Log-linear models applied to contingency tables where the cells are modeled as independent Poisson variables has a brief mention in Ch16 p428-431 BDA3, but I haven’t been able to find a Stan model anywhere illustrating the core ideas: especially featuring hierarchical models with interactions and main effects. Does anyone know of any examples?

@martinmodrak, since it’s widely used, if there isn’t any examples, would the Stan team be interested in one for the documentation section?

I am unfortunately completely unfamiliar with these types of model as well as with their applications (but I guess I understand what you mean). So it is hard for me to judge the importance/wide use.

I think a general rule about examples is that we love ourselves a good example :-). Now, aiming directly for the Stan docs might not always be the best course of action, especially since the devs may take a while to react (although AFAIK @Bob_Carpenter tends to respond quickly there and knows way more details about the process of inclusion in the docs than I do).

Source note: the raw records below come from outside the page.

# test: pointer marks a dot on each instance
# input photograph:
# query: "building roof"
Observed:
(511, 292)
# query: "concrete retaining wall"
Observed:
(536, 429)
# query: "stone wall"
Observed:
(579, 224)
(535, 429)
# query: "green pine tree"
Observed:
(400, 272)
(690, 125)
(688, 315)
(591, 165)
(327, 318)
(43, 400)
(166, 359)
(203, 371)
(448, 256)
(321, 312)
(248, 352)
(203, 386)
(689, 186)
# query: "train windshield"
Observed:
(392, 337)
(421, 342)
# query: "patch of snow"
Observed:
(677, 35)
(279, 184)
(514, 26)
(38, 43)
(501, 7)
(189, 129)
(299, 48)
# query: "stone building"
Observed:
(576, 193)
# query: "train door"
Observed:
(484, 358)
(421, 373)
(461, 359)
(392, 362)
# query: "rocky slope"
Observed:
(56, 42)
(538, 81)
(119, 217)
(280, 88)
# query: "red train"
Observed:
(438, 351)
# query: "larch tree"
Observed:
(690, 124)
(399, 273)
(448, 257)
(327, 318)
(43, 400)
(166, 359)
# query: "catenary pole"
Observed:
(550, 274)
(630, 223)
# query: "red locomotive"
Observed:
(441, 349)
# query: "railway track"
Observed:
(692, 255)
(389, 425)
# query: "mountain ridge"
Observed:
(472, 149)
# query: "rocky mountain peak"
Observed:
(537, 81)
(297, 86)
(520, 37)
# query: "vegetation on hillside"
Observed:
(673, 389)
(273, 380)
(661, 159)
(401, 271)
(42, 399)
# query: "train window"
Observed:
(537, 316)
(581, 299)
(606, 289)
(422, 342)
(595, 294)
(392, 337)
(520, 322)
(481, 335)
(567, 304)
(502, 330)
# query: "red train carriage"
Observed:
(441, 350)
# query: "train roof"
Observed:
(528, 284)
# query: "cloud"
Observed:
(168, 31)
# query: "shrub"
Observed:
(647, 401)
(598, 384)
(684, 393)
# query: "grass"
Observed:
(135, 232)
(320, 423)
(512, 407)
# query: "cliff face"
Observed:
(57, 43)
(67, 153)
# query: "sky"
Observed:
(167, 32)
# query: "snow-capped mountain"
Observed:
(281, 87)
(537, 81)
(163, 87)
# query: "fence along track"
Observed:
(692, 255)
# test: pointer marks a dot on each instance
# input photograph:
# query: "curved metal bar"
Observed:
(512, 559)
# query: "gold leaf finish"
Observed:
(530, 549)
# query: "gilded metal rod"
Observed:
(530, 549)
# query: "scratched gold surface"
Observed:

I would personally recommend people to just write an example (possibly in a similar style as the Stan docs are written), put it somewhere on the Interwebs and advertise here on Discourse (or even post the whole example directly as a Discourse topic). This way people can use it immediately. Inclusion in Stan docs can then happen on its own pace.

@emiruz have you made any progress on this? I’m starting a problem that is essentially a hierarchical contingency table problem (think of it as the 8-schools problem, but where we get a 2x2 (or larger) contingency table from each school, and I think a Bayesian log-linear model would be useful. I haven’t seen any good documentation on appropriate priors for this type of problem, although the actual model itself in Stan shouldn’t be hard to implement.

The really interesting part of Overstall’s work comes when you assume that a contingency table has interaction terms but you don’t know what they are. He and others worked out an elegant prior on the space of possible designs and an efficient Gibbs sampler for it. That part would be difficult to do in Stan since it’d have to be discrete.